I was the only survivor, because I was sat on the toilet at the time wrapped in silver foil. I didn’t know, I wasn’t aware.
I pulled the foil from my eyes to observe a dead city. Crispy babies in their oven prams. The flowing slush of molten flesh flowing around my feet. Burning tulips. Doggies on fire. Birdies scorching all the leaves on all the skeleton trees. They fall faster than the people do.
Even the clouds look burnt.
Outside children were playing in the sunshine. Such innocence. They are playing with their darkest toys today. Out there amongst the most deadly flowers lurks the answer. Out there the trees are black against the blue sky. The children can’t laugh and the birds can’t sing. Not today.

Such a hot day.
A flower is wilting, it needs water.
But not a raindrop in the sky.
So I piss on it.

Wednesday 18th May 5 – 55 pm
I have almost completed my black box. This is a black box, which I have neatly constructed from thick black card with gold card covering the inside. The box contains several poems, a few manuscripts, some hand painted etchings, two lino prints, some screen prints, one watercolour etc.

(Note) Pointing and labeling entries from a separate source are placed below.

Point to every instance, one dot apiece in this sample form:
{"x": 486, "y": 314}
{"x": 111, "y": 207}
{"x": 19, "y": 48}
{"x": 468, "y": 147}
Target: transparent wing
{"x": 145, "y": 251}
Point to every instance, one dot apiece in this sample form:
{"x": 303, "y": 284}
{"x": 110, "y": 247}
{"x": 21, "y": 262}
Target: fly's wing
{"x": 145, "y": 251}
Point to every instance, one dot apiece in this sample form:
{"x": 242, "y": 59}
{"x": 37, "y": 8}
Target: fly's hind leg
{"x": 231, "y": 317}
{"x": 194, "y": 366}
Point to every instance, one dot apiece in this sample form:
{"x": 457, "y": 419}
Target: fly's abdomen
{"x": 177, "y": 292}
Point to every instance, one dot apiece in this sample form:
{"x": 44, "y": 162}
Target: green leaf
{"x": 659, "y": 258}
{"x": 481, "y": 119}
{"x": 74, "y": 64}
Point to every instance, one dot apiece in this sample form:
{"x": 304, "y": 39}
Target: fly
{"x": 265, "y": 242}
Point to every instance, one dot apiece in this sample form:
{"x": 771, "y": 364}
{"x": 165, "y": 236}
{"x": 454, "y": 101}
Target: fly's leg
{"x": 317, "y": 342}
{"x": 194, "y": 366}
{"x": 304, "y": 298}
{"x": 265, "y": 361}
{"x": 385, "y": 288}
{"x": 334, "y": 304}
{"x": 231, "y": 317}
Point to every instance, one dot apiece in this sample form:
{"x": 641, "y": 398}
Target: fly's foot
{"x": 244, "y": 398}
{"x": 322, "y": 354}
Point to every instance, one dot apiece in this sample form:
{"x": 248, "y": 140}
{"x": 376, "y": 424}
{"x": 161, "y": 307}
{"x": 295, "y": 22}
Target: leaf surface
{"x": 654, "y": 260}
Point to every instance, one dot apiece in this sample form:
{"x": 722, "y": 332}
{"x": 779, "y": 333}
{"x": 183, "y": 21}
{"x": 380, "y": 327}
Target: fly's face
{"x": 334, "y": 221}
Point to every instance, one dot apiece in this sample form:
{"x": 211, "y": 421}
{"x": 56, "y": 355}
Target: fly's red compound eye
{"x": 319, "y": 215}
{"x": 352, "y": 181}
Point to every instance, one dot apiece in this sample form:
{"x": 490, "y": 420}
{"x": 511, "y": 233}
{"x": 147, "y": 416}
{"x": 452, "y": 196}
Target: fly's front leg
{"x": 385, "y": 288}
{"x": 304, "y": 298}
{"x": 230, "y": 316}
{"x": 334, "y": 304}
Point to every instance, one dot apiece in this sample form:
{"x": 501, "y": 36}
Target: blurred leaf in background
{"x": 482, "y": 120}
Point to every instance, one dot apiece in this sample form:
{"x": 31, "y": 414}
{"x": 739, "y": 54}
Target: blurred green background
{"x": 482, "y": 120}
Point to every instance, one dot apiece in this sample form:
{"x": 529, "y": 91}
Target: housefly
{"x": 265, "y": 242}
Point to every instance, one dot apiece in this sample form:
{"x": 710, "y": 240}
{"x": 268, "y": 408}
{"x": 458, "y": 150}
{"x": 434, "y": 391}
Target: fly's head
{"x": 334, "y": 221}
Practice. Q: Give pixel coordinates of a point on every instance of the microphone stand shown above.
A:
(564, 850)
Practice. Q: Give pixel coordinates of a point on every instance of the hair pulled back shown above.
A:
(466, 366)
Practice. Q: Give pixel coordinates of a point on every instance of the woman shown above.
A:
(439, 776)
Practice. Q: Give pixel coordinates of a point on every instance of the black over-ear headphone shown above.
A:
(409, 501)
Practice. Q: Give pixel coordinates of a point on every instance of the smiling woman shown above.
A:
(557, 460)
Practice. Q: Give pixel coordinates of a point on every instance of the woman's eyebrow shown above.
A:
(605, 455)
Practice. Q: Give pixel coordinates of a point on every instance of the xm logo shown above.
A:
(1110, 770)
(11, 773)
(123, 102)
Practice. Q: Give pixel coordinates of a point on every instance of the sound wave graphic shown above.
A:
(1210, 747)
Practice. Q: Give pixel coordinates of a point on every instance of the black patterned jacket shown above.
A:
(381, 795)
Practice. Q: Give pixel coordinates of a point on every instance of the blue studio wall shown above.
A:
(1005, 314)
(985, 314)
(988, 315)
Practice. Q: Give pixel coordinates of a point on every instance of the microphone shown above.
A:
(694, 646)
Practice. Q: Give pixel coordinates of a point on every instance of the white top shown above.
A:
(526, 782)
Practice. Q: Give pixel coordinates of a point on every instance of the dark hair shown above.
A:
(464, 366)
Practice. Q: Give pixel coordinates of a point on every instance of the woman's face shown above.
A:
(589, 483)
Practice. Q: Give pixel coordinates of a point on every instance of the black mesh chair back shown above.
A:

All on various types of paper, ranging from newsprint to expensive hand made papers. The subject of all the documents and prints in the box is “His Arm Was Her leg”, based on a drawing, which I did some months ago. I liked the title of the drawing and I decided to take it further. Hence the black box idea. Everything in the box is to do with the line “His arm was her leg”. Today I did a piece for the box entitled “She flung herself into his arm”, which involves the first etching cut out and pasted on some paper. The etching is of a man lying down with a woman metamorphosised into his body, with her leg as his arm. I have turned the etching around so that the woman with her hands in the air appears to be jumping into the mans arm, hence the pun “She flung herself into his arm”. I will do one pen and ink drawing and the box is complete. The box is inspired by a box made by Marcel Duchamp called “The green box” which he filled with facsimile notes and images concerning his project “The Large Glass”. I am obsessed at the moment with the work of Marcel Duchamp and I’ve taken out all the books relating to him from the library that I can find on him. I’m especially keen to learn about his large glass, which has been a tremendous inspiration to me a lately.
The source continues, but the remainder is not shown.